Decision: deploy λ = 0.065 (the 1-SE rule).

The 1-SE rule selects the most parsimonious model whose CV error lies within one standard error of the minimum-CV-error model. With 60 candidate factors and limited data, overfitting is a serious risk. A 7-factor model is far less likely to reflect data-mining than a 14-factor model. In live trading, each additional factor increases turnover, transaction costs, and the probability of spurious in-sample fit that collapses out-of-sample. The small sacrifice in in-sample fit is economically justified by substantially better out-of-sample robustness.


(q) Walk-forward validation vs. standard k-fold

T_total    <- 60
train_init <- 36
test_size  <-  6

windows <- data.frame()
t_start <- 1

while ((t_start + train_init + test_size - 1) <= T_total) {
  train_end  <- t_start + train_init - 1
  test_start <- train_end + 1
  test_end   <- min(test_start + test_size - 1, T_total)

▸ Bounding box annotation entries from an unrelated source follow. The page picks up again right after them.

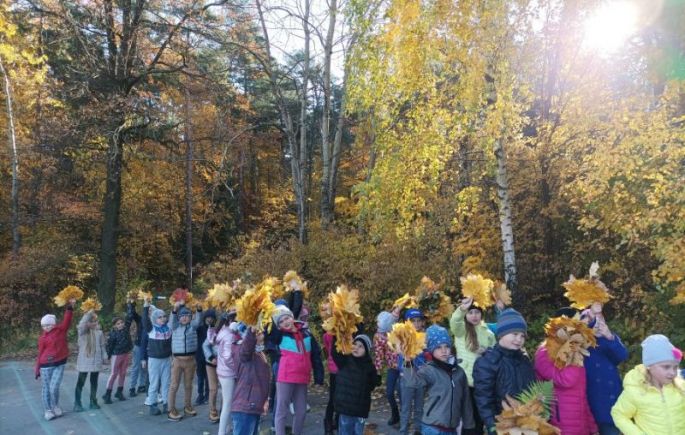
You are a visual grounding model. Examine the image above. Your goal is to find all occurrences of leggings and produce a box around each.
[107,353,130,390]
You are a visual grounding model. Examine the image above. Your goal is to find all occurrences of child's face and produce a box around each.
[433,344,452,362]
[647,361,678,388]
[352,341,366,358]
[411,317,426,331]
[498,332,526,350]
[466,308,483,326]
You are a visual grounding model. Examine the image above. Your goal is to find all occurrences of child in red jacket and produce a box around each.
[35,299,76,421]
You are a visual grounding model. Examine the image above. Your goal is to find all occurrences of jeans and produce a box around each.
[40,364,65,411]
[400,381,423,435]
[145,357,171,406]
[597,423,621,435]
[231,412,259,435]
[129,346,147,388]
[219,376,235,435]
[338,414,366,435]
[385,369,402,409]
[421,423,457,435]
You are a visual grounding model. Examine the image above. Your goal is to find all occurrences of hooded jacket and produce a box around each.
[611,364,685,435]
[473,344,535,429]
[404,360,475,430]
[535,345,598,435]
[331,339,381,418]
[34,305,74,376]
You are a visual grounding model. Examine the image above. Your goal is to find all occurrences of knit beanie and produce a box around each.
[40,314,57,326]
[376,311,396,333]
[271,305,295,327]
[642,334,683,367]
[497,308,528,340]
[354,334,372,356]
[426,325,452,353]
[404,308,423,320]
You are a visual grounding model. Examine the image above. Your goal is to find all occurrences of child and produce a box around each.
[231,328,271,435]
[535,316,598,435]
[126,299,147,397]
[271,305,323,435]
[473,308,535,433]
[168,301,202,421]
[195,308,216,405]
[105,316,133,404]
[35,299,76,421]
[141,299,171,415]
[580,305,628,435]
[450,298,495,435]
[323,332,338,435]
[398,308,426,435]
[404,325,474,435]
[332,335,381,435]
[611,334,685,435]
[373,307,400,426]
[74,310,107,412]
[202,328,219,423]
[207,311,235,435]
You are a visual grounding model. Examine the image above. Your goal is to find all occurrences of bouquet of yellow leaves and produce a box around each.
[415,276,454,323]
[392,293,419,310]
[545,316,597,369]
[81,297,102,313]
[235,286,276,330]
[323,285,364,355]
[283,270,309,299]
[562,261,611,310]
[388,320,426,361]
[53,285,83,307]
[459,273,495,309]
[495,381,561,435]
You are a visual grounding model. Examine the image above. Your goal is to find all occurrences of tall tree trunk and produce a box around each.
[493,138,521,305]
[0,57,21,258]
[321,0,338,228]
[184,86,194,290]
[98,121,124,313]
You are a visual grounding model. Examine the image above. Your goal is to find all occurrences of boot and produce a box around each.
[388,405,400,426]
[74,385,83,412]
[114,387,126,401]
[102,388,112,405]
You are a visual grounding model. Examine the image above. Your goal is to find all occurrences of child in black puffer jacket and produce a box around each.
[102,312,133,404]
[332,335,381,435]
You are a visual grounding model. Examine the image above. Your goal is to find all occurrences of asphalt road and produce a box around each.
[0,361,398,435]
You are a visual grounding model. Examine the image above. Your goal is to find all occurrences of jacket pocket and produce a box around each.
[426,396,440,417]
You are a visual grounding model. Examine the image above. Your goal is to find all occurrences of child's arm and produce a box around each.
[611,391,645,435]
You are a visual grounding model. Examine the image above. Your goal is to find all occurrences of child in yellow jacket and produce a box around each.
[611,334,685,435]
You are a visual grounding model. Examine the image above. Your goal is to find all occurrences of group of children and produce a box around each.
[36,288,685,435]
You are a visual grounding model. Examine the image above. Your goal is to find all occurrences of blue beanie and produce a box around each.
[497,308,528,340]
[642,334,682,367]
[404,308,423,320]
[376,311,397,333]
[426,325,452,353]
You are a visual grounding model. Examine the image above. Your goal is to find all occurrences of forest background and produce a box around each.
[0,0,685,364]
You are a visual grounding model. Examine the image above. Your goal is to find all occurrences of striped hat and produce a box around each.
[497,308,528,339]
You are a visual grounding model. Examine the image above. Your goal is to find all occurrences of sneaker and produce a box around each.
[167,408,183,421]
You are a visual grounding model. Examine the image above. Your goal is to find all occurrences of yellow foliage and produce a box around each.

  windows <- rbind(windows, data.frame(
    Fold        = nrow(windows) + 1,
    Train_Start = t_start,
    Train_End   = train_end,
    Test_Start  = test_start,
    Test_End    = test_end
  ))
  t_start <- t_start + test_size   # expanding window
}

print(windows)
##   Fold Train_Start Train_End Test_Start Test_End
## 1    1           1        36         37       42
## 2    2           7        42         43       48
## 3    3          13        48         49       54
## 4    4          19        54         55       60

Walk-forward (expanding window) scheme: At each fold the model is re-estimated on all available history up to the training end date, and the LASSO λ is re-tuned using only that past data. Predictions are then made on the next unseen block.

**Why standard random k-fold is unsafe here:

  1. **Temporal data leakage: Random k-fold can place future observations in the training set — the model sees the future, producing optimistically biased CV error estimates (look-ahead bias).
  2. **Non-stationarity: Financial distributions shift over time (regime changes, crises). Randomly mixing folds ignores this and overestimates out-of-sample generalization.
  3. **Walk-forward respects causality: every prediction uses only information available at the time of prediction — the only realistic condition for a deployable trading strategy.